In pursuit of the Engineering Analyst

Why analysts in small teams are increasingly bridging the gap into Analytical Engineering

Oct 09, 2024

Article voiceover

1×

0:00

-16:43

I come across a lot of misconceptions about Data Engineering, Analytical Engineering and Analysts, in their roles, and the differences between them. A lot of the literature and discussion about these roles focuses on large organisations, where large teams of each can co-exist and afford to be prescriptive about their roles. However, in my experience this leaves smaller teams unsure of where boundaries lie, whether they need an analytical engineering role and where data analysis should start and stop.

This is a post about how smaller teams can meet that challenge, but first I want to start with a summary of what analytical engineers do, as this is a grey area that needs definition before we focus on what happens in smaller teams. So first let’s look at how things work, in general, at large organisations with more rigid structures and roles:

Section 1: In Theory…

What is analytical engineering?

Analytics engineering sits in between business and technical expertise Analytics engineers sit between data engineers, who focus on infrastructure, and data analysts, who interpret the data for the business. They therefore need to understand both the technical systems and business needs of their stakeholders, and be ready to translate the business requirements into technical data solutions. Their output is clean, analysis-ready datasets.
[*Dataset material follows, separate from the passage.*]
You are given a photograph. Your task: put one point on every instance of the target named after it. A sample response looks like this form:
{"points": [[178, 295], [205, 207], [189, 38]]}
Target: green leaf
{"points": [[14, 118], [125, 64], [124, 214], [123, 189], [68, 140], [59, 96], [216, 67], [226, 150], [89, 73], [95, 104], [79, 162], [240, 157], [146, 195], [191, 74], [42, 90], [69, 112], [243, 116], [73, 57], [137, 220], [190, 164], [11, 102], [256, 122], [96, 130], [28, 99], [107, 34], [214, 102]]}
Analytics engineers do a lot of data modelling Analytics engineers focus on transforming, testing, deploying, and documenting data. As such they are responsible for designing scalable, robust data models and making heavy use of SQL and tools like DBT for data transformations. They also utilise tools like Git to apply software engineering best practices to maintain version control and continuous integration pipelines.
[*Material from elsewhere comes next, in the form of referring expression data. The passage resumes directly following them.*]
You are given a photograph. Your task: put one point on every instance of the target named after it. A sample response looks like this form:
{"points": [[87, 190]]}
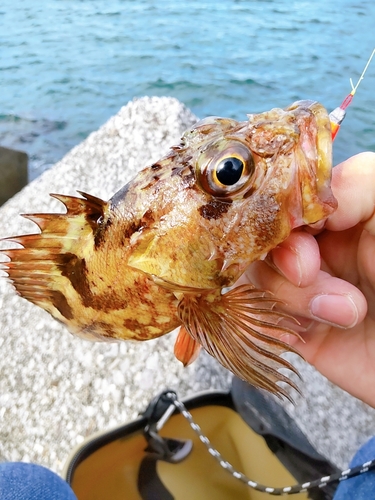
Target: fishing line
{"points": [[338, 114]]}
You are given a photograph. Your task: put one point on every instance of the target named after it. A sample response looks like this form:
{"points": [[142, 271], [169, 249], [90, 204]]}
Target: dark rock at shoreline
{"points": [[13, 172]]}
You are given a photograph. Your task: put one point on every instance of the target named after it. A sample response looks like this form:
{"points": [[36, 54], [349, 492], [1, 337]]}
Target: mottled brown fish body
{"points": [[159, 253]]}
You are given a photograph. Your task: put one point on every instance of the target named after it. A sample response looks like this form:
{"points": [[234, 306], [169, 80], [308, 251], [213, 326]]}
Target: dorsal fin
{"points": [[37, 269]]}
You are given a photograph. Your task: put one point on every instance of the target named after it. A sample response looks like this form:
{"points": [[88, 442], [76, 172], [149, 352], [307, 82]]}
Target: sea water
{"points": [[66, 66]]}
Data quality is a priority for analytics engineers A key part of an analytical engineers role is ensuring data accuracy, consistency, and reliability. They implement data quality checks and resolve issues with data engineers in order to build trust in data across the business and enable accurate business decision-making.

Analytics engineering is all about communication Analytical engineers collaborate with various stakeholders, from analysts and data scientists to business users and explain technical concepts to their non-technical audiences. In doing so they work to ensure alignment on any data definitions and quality standards, and incorporate these into the data models.

Analytics engineering is a new and evolving field The role of analytics engineer first emerged around 2018, in the main due to the demand for clean, reliable data. This means that while their core responsibilities are clear, the tools and technologies they use are still evolving and the role continues to develop within the wider data team structure.

How is Analytics Engineering Different to Data Engineering?

Data engineers, in short, sit much further back in the pipeline, and, while it overlaps with analytical engineering in parts, data engineers will build and maintain infrastructure for data acquisition and storage, whereas analytics engineers will focus on the data itself and how to transform it into analytics ready datasets.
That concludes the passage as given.